Additive, behind EnableLazyEpochProbe feature flag (default off):

  1. v2.4.0-alpha. Code lands. Operators can flip the flag on per-node. Mixed networks are fine, a probe against a node that doesn’t recognize the fingerprint endpoint just fails over to the next peer.
  2. v2.4.0. Default off for backwards compatibility. An operator who wants full coverage flips it on.
  3. v2.5.0. Default on. By this point H1 has been on for two releases and rotation coverage in push is well-exercised; lazy probe is the belt to the H1 suspenders.

Identity records written under v2.3 and earlier have no HomeDomain. That’s fine: probe falls back to local domain. New identity records should populate it.

  • Admit path immediate when signer is recent (no quarantine).
  • Quarantine on stale signer when flag on and signer not recent.
  • Probe success → release, quarantined txs admitted after successful probe.
  • Probe timeout + reject policy, stale tx rejected.
  • Probe timeout + admit_warn, stale tx admitted with metric.
  • Quarantine overflow evicts oldest, 2000 txs with QuarantineMaxSize=1000 leaves newest 1000.
  • Age-out sweep, tx older than QuarantineMaxAge dropped on periodic sweep.
  • HomeDomain fallback, signer with empty HomeDomain uses node’s primary domain.
  • 2-node setup. Node A rotates signer Q. Node B is partitioned (no push received). New tx from Q arrives at B. B probes A, gets fresh fingerprint, admits tx against new epoch. Verified via CurrentEpoch(Q) advancing on B.
  • Probe failure with reject policy, B partitioned from A AND from A’s peers → probe times out → tx rejected. Operator sees metric.
  • Probe response signed by stranger, ignored, falls through to next peer.
  • Probe response with older fingerprint than local, monotonicity rejects the update; tx still quarantined (no recency refresh).
  • HomeDomain points at attacker-controlled domain, attacker’s fingerprint covers a block with spoofed hash; VerifyDomainFingerprint fails because the producer isn’t a recognized validator.
quidnug_quarantine_size
quidnug_quarantine_enqueued_total{reason}
quidnug_quarantine_released_total{trigger} // probe|gossip|manual
quidnug_quarantine_rejected_total{reason}
quidnug_probe_attempts_total
quidnug_probe_success_total
quidnug_probe_timeout_total
quidnug_probe_response_invalid_total

Do the probe inline during admit. Rejected because it would turn every stale-signer admission into a latency spike not just slow, but unpredictably slow (depends on peer responsiveness). Quarantine lets the API return 202-accepted immediately and process asynchronously.

13.2 Probe every tx unconditionally (rejected)

Section titled “13.2 Probe every tx unconditionally (rejected)”
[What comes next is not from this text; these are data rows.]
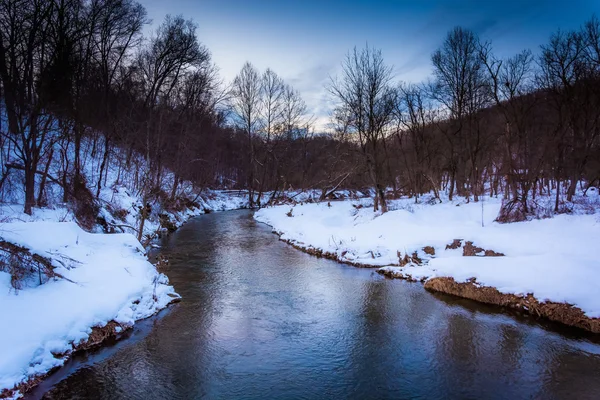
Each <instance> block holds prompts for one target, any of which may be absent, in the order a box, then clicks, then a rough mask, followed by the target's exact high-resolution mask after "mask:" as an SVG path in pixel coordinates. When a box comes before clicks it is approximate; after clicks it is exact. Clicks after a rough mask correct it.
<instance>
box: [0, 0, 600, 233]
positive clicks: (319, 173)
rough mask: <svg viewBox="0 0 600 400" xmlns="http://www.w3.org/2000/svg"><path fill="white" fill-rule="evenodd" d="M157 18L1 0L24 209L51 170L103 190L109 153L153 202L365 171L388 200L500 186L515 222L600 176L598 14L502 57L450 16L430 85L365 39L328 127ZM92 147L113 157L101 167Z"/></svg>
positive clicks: (89, 1)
Skip the recency check; probe on every signer mention. Rejected: a signer who transacts every minute would hammer probes needlessly. Recency window amortizes.

Replace the probe with an anchor-gossip PULL from the home domain. Rejected because the fingerprint is enough, we don’t need the full anchor to learn “epoch has advanced.” Getting the anchor is the user’s problem once they know to ask.

  1. Recency refresh on push. When a push gossip arrives for a signer, do we refresh recency for that signer even if the push was a no-op? Proposal: yes. Push is evidence of a live path.
  2. Quarantine persistence. Lost on restart. Matches existing PendingTxs behavior. If we add persistence for PendingTxs we should extend to quarantine, same decision.
  3. Interaction with H3 bootstrap. A freshly-bootstrapped node has all-stale signers. Are we about to quarantine every first transaction? Mitigation: mark bootstrap completion as a blanket recency refresh for all seeded signers.

Review status. Draft. Sign-off on timeout policy default (reject vs. admit_warn) and HomeDomain semantics before implementation.